A patient with symptoms suggestive of a rare infectious disease undergoes a diagnostic test. The test correctly identifies 95% of individuals with the disease. Which of the following terms best describes the probability that a positive test result truly indicates the presence of the disease?
C) Positive predictive value
Positive predictive value is the probability that a positive test result truly indicates the presence of the disease. It is calculated as true positives/(true positives + false positives). In this case, it represents the likelihood that a positive test accurately indicates the presence of the rare infectious disease in the patient with symptoms.

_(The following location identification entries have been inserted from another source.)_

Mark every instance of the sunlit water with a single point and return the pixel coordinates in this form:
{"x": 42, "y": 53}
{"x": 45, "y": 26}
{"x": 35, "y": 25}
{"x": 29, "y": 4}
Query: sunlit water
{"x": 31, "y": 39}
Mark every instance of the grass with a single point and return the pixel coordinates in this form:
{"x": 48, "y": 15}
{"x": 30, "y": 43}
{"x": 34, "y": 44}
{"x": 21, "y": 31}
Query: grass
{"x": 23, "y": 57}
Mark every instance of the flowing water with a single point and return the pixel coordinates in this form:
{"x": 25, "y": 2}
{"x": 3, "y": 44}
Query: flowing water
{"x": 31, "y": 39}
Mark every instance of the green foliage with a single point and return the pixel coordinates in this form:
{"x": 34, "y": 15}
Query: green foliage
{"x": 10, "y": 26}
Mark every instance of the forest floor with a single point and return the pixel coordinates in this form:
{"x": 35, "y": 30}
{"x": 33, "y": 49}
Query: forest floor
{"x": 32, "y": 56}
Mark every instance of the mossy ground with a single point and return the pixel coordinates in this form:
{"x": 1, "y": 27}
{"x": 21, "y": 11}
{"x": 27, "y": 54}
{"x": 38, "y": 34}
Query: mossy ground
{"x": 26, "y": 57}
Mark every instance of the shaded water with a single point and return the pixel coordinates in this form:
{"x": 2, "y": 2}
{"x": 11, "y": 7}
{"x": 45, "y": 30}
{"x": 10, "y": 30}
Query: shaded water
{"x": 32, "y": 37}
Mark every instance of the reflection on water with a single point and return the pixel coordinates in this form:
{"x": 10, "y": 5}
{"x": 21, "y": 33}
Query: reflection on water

Answer choice A: False positive rate, is incorrect. The false positive rate is the proportion of individuals without the disease who receive a positive test result. It is calculated as false positives/(false positives + true negatives).
Answer choice B: Negative predictive value, is incorrect. Negative predictive value is the probability that a negative test result truly indicates the absence of the disease. It is calculated as true negatives/(true negatives + false negatives).

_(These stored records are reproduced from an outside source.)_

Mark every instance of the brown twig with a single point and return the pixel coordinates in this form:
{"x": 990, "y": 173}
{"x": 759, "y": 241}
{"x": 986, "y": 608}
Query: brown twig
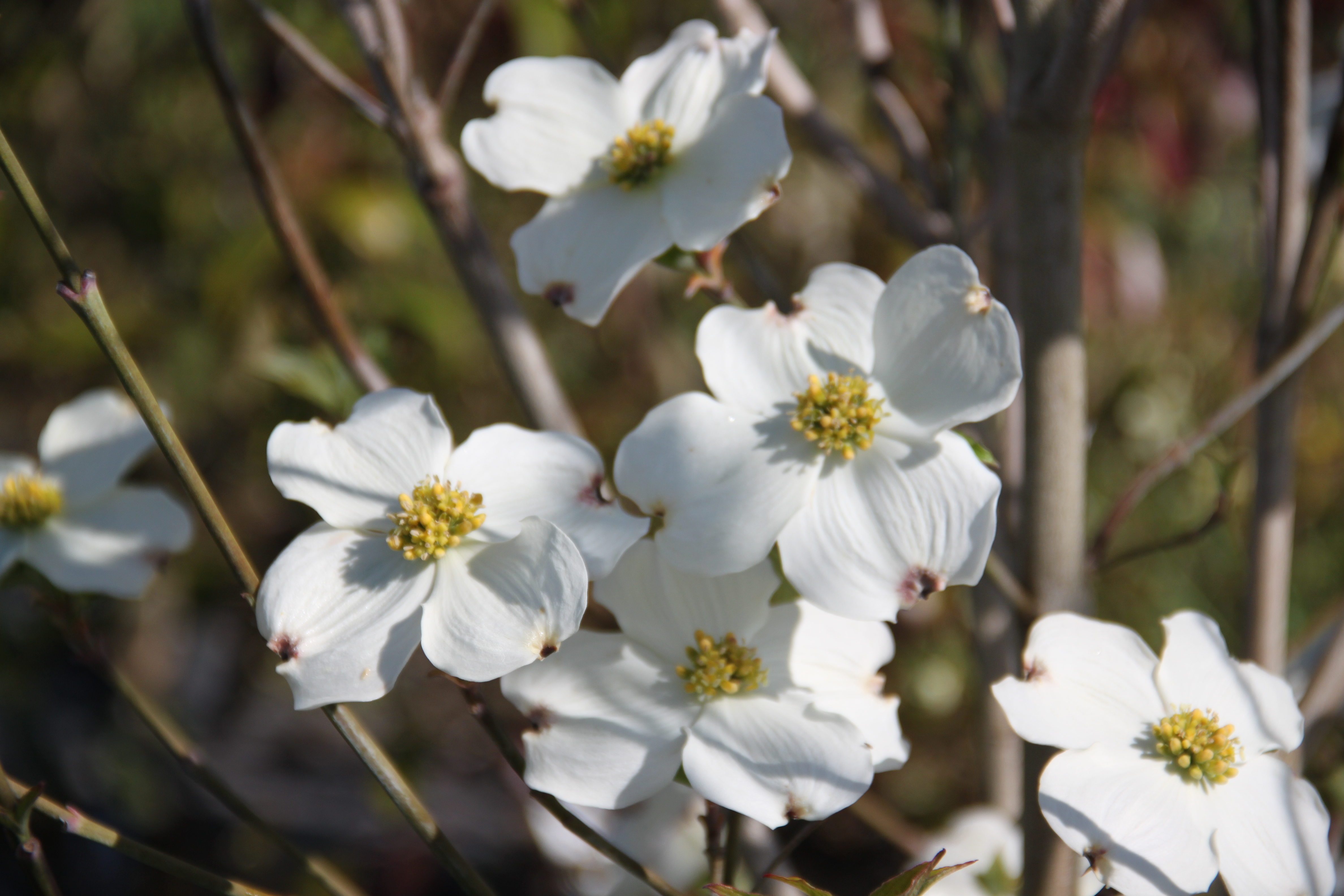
{"x": 458, "y": 69}
{"x": 279, "y": 207}
{"x": 324, "y": 69}
{"x": 796, "y": 97}
{"x": 482, "y": 712}
{"x": 81, "y": 825}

Answer choice D: Sensitivity, is incorrect. Sensitivity is the probability of a positive test result when the disease is present. It is calculated as true positives/(true positives + false negatives).
Answer choice E: Specificity, is incorrect. Specificity is the probability of a negative test result when the disease is absent. It is calculated as true negatives/(true negatives + false positives).
Key Learning Point
Positive predictive value is the probability that a positive test result truly indicates the presence of the disease. It is calculated as true positives/(true positives + false positives). Positive predictive value is crucial for understanding the likelihood that a positive test accurately reflects the presence of a particular condition in a given patient.